To clarify what this question is likely talking about:
We know that there was a continuous Greek presence in Thrace up to Constantinople, the Pontus (Black Sea), and Cappadocia, after the arrival of the Ottomans.
We know that there was a substantial Greek population in Western Asia Minor in the 19th century, which is linguistically distinct from Thrace, the Pontus, and Cappadocia: the dialect spoken in places like Smyrna was closer to Crete and the Cyclades.
We know that there was movement of Greek populations within the Ottoman Empire; we know for example that Bithynia was resettled from Epirus in the 17th century, and we know that the Tsakonian colony near Erdek/Artaki cannot have been indigenous, and likely dates from the 18th century.
We know that to the Ottomans, Christian and Muslim, ethnicity was not particularly important; religion was. “Greek population” would have been understood by everyone at the time to mean “Christian Orthodox population”.
So at issue is: whether the Christian population in Western Asia Minor disappeared, or remained continuous: whether that population entirely represents resettlement from Greece, or whether a Christian population remained in place in Western Asia Minor in the 15th century.
This is a topic Dimitra Triantafyllidou and I have disagreed on, and unlike me, she has read the mainstream tract outlining the theory of discontinuity, The Decline of Medieval Hellenism in Asia Minor, and found it unconvincing.

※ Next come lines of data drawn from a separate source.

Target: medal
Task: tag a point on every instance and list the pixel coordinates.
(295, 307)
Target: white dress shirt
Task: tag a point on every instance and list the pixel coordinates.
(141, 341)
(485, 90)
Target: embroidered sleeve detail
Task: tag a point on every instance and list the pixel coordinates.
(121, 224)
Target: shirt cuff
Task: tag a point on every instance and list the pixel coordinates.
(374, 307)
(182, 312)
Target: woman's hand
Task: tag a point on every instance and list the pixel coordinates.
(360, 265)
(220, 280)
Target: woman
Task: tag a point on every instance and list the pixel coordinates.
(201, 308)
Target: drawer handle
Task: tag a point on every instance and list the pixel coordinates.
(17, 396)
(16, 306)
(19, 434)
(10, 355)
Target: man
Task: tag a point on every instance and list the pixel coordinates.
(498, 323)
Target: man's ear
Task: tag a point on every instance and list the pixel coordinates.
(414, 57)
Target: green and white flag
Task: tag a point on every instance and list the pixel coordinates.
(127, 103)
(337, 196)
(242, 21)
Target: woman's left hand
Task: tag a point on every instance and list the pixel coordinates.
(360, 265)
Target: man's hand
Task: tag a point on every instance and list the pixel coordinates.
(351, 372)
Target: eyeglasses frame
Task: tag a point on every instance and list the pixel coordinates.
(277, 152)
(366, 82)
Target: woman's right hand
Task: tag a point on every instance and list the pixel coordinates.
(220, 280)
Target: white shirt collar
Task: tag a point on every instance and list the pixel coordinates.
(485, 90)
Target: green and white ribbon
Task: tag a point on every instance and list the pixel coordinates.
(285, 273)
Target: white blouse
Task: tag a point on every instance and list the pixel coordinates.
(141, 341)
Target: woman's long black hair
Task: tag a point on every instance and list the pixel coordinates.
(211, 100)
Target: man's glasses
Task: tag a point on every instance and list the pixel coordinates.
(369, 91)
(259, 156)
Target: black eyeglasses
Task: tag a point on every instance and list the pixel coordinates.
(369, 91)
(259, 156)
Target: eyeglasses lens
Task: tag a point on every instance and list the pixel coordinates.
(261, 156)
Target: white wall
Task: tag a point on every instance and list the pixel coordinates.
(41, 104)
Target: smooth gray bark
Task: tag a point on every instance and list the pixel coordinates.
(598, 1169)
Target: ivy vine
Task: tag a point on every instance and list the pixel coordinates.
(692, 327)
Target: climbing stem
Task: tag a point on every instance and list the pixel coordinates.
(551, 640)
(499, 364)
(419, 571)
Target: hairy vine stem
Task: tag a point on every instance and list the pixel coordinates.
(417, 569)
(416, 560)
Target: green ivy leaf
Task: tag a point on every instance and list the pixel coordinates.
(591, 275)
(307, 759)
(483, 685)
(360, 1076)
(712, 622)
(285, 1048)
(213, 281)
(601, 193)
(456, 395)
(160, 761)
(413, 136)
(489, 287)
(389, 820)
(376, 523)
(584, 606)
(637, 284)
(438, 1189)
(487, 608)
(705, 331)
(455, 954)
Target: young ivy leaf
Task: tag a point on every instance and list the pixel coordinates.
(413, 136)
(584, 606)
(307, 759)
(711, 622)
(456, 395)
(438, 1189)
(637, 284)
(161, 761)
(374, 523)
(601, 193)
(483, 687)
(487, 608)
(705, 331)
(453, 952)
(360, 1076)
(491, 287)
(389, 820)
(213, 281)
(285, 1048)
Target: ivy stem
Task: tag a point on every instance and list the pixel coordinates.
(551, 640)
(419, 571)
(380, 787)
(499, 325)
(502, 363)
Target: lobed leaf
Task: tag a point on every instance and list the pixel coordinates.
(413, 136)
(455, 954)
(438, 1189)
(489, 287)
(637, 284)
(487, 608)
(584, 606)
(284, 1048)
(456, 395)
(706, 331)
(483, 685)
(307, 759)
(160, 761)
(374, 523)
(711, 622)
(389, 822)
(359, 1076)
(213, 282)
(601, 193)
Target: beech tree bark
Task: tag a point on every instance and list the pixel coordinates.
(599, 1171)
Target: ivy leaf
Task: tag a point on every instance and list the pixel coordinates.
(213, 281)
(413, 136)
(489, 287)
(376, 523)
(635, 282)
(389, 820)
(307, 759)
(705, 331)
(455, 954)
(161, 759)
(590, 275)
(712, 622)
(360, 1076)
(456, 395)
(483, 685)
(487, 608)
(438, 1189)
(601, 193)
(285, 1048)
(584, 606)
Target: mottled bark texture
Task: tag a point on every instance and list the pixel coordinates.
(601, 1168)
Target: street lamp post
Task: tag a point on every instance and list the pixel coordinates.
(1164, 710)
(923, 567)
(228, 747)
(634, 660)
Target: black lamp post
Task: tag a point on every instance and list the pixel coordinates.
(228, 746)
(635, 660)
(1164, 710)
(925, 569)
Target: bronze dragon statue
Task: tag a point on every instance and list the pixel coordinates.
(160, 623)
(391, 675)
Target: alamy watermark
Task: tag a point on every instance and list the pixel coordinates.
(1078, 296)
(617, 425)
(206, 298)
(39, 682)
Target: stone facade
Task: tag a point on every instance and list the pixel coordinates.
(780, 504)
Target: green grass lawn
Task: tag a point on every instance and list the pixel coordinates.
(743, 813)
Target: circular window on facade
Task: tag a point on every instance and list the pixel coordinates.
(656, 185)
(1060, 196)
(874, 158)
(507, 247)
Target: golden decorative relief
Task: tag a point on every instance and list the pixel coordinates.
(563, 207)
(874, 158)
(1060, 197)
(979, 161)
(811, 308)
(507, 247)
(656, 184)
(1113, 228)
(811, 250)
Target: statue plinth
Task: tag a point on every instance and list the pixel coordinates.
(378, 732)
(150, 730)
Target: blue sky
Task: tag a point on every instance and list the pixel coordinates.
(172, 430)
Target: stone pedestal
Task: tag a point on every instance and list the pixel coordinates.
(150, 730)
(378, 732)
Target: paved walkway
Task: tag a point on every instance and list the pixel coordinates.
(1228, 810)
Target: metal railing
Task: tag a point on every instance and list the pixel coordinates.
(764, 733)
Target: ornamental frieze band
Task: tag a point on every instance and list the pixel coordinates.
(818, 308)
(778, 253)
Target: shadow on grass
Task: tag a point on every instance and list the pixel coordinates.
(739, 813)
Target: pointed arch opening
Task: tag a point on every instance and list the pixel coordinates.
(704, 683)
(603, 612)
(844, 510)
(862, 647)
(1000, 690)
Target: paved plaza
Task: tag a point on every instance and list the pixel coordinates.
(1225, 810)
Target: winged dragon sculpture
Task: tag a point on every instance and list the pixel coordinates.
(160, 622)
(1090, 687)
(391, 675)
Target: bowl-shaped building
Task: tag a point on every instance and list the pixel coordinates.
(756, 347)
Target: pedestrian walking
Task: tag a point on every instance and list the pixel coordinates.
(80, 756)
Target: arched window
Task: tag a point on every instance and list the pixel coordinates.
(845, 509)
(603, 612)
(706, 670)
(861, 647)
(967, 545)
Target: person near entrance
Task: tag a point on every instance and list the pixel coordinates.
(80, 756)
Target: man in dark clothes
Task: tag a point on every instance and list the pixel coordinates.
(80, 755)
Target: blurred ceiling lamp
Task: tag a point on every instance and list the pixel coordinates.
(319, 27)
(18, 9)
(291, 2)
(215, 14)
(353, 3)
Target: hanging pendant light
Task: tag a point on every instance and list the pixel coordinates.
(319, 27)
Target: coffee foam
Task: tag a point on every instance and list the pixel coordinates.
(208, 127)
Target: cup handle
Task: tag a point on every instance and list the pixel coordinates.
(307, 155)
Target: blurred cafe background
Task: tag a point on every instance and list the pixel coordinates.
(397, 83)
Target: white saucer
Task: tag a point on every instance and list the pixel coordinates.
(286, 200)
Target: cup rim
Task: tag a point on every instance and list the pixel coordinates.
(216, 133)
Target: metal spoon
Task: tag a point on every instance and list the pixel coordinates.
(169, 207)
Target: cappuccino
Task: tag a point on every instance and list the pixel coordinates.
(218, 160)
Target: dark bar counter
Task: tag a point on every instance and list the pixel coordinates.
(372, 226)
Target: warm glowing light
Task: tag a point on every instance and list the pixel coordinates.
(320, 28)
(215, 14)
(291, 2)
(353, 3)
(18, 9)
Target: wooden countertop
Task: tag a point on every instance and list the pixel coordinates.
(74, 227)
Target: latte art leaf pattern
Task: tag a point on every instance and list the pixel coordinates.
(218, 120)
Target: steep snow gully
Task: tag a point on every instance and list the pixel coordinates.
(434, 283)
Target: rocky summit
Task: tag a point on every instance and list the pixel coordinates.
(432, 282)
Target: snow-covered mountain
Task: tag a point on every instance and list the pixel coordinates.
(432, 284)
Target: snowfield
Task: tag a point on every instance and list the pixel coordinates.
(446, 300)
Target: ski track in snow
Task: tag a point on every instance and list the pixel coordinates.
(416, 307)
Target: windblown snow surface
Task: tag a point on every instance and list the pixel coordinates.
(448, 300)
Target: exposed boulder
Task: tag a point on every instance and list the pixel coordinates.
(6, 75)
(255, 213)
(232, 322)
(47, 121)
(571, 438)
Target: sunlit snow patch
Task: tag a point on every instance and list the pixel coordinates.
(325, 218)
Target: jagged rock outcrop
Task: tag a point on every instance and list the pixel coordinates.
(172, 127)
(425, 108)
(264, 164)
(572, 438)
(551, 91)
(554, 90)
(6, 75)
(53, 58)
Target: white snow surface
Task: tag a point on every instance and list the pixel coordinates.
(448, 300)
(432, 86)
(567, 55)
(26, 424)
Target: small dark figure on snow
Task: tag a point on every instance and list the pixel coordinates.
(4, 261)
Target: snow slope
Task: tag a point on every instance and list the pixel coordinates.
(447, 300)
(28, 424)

If the population was discontinuous, and that’s how I’m interpreting the question, the answer is assimilation. The Greeks of Western Asia Minor weren’t massacred, they were converted to Islam. That there was conversion is known to be true; the debate is really whether there were any Christians left in Western Asia Minor in 1500 or not.
Presumably Thrace and the Pontus held out because they were conquered later, once the Millet system was in place, so there was less social pressure for conversion; and Cappadocia presumably was relatively inaccessible.